Justice : le Barreau reçu par le nouveau ministre



2026-01-16 10:52:00

l’occasion d’une audience tenue le 14 janvier 2026 à Libreville, le bâtonnier du Barreau du Gabon et les membres du Conseil de l’Ordre ont échangé avec le nouveau ministre de la Justice, Augustin Emane.



Une rencontre placée sous le signe du dialogue, au cours de laquelle les droits humains et le fonctionnement de la chaîne pénale ont été au cœur des discussions. 

Le bâtonnier du Barreau du Gabon, accompagné des membres du Conseil de l’Ordre récemment élus, a été reçu ce mercredi 14 janvier 2026 par le nouveau ministre de la Justice, Garde des Sceaux, Chargé des Droits Humains, Augustin Emane. Cette première audience officielle marque une étape importante dans la volonté affichée des deux institutions de renforcer leur collaboration.

Placée sous le signe de l’ouverture et du dialogue, cette rencontre visait avant tout une prise de contact institutionnelle, mais également l’identification de priorités communes dans l’amélioration du système judiciaire gabonais. Les échanges ont ainsi porté sur plusieurs préoccupations majeures, jugées urgentes par le Barreau.

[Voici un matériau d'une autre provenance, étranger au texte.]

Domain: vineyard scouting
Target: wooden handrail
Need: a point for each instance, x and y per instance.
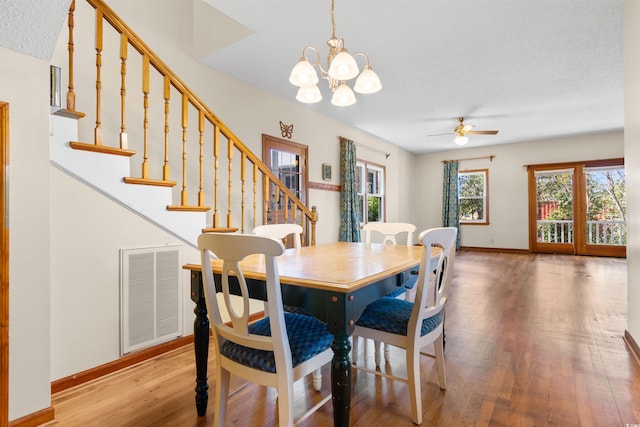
(204, 115)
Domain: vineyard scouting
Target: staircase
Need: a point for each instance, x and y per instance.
(148, 118)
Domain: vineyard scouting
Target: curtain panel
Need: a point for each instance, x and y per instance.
(349, 206)
(450, 208)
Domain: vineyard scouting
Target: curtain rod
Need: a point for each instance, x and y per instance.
(386, 153)
(490, 157)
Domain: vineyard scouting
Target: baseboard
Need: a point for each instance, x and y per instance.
(116, 365)
(496, 250)
(35, 419)
(633, 345)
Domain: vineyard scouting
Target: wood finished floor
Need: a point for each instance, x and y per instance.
(531, 340)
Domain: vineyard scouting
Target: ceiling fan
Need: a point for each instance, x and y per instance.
(462, 130)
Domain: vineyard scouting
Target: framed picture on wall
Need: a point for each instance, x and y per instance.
(326, 171)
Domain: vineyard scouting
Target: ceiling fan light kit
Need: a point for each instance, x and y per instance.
(462, 130)
(341, 66)
(460, 140)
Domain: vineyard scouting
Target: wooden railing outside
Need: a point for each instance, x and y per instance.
(230, 181)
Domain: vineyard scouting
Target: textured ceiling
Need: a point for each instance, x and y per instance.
(531, 69)
(32, 26)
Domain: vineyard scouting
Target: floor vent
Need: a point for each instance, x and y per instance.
(151, 296)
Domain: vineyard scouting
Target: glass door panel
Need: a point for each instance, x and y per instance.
(555, 228)
(578, 208)
(605, 219)
(287, 160)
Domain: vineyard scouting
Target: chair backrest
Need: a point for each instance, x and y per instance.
(389, 231)
(438, 249)
(232, 248)
(280, 231)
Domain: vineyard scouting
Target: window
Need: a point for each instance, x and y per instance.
(473, 192)
(371, 189)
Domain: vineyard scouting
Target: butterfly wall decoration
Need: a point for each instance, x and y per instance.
(287, 130)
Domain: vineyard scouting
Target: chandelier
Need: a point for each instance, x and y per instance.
(341, 67)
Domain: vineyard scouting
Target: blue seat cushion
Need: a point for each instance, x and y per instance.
(392, 315)
(307, 337)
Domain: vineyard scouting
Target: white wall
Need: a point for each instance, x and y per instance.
(87, 232)
(24, 84)
(508, 192)
(632, 159)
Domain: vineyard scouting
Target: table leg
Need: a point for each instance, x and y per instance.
(341, 380)
(201, 346)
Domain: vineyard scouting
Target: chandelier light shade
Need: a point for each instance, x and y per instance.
(341, 67)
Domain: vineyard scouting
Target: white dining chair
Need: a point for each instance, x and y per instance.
(412, 326)
(281, 231)
(390, 233)
(274, 351)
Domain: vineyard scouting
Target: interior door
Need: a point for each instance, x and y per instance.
(552, 207)
(287, 160)
(578, 208)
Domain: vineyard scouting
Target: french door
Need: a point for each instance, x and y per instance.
(287, 160)
(578, 208)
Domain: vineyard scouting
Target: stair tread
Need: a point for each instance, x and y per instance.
(102, 149)
(220, 229)
(188, 208)
(148, 181)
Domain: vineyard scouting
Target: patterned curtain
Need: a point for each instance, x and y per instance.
(349, 206)
(450, 211)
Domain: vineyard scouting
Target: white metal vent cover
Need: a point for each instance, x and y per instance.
(151, 296)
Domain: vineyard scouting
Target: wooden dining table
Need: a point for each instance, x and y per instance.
(333, 282)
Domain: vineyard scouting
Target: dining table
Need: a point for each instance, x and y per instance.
(334, 282)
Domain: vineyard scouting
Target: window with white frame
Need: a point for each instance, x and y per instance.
(370, 188)
(473, 196)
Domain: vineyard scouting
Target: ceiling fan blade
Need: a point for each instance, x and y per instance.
(482, 132)
(441, 134)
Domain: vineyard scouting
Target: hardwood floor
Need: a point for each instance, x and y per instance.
(530, 340)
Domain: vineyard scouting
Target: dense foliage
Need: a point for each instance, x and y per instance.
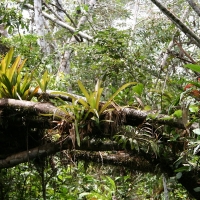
(125, 54)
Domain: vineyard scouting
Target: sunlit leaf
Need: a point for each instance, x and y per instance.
(193, 67)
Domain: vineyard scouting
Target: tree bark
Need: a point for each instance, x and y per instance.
(178, 23)
(194, 6)
(63, 24)
(40, 27)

Au premier rang figure la question des droits humains, notamment les conditions de traitement des citoyens en garde à vue. Le Barreau a attiré l’attention du ministre sur les pratiques observées dans certains services, appelant à une application rigoureuse des textes en vigueur afin de garantir les libertés fondamentales et la dignité des personnes mises en cause.

Autre point central des discussions : la problématique de la détention préventive. Les avocats ont dénoncé les dépassements récurrents des délais légaux, entraînant des détentions prolongées sans jugement. À cela s’ajoute l’augmentation significative du nombre de mandats de dépôt, symptôme, selon le Barreau, de dysfonctionnements structurels au sein de la chaîne pénale.

Face à ces constats, le ministre de la Justice a exprimé sa volonté d’instaurer une collaboration étroite avec le Barreau afin de trouver des solutions durables. Il a souligné l’importance du rôle des avocats dans la consolidation de l’État de droit et la protection des droits humains.

Cette rencontre pourrait ainsi ouvrir la voie à des concertations régulières entre la Chancellerie et le Barreau, dans l’objectif d’améliorer l’efficacité de la justice et de restaurer la confiance des citoyens dans l’institution judiciaire.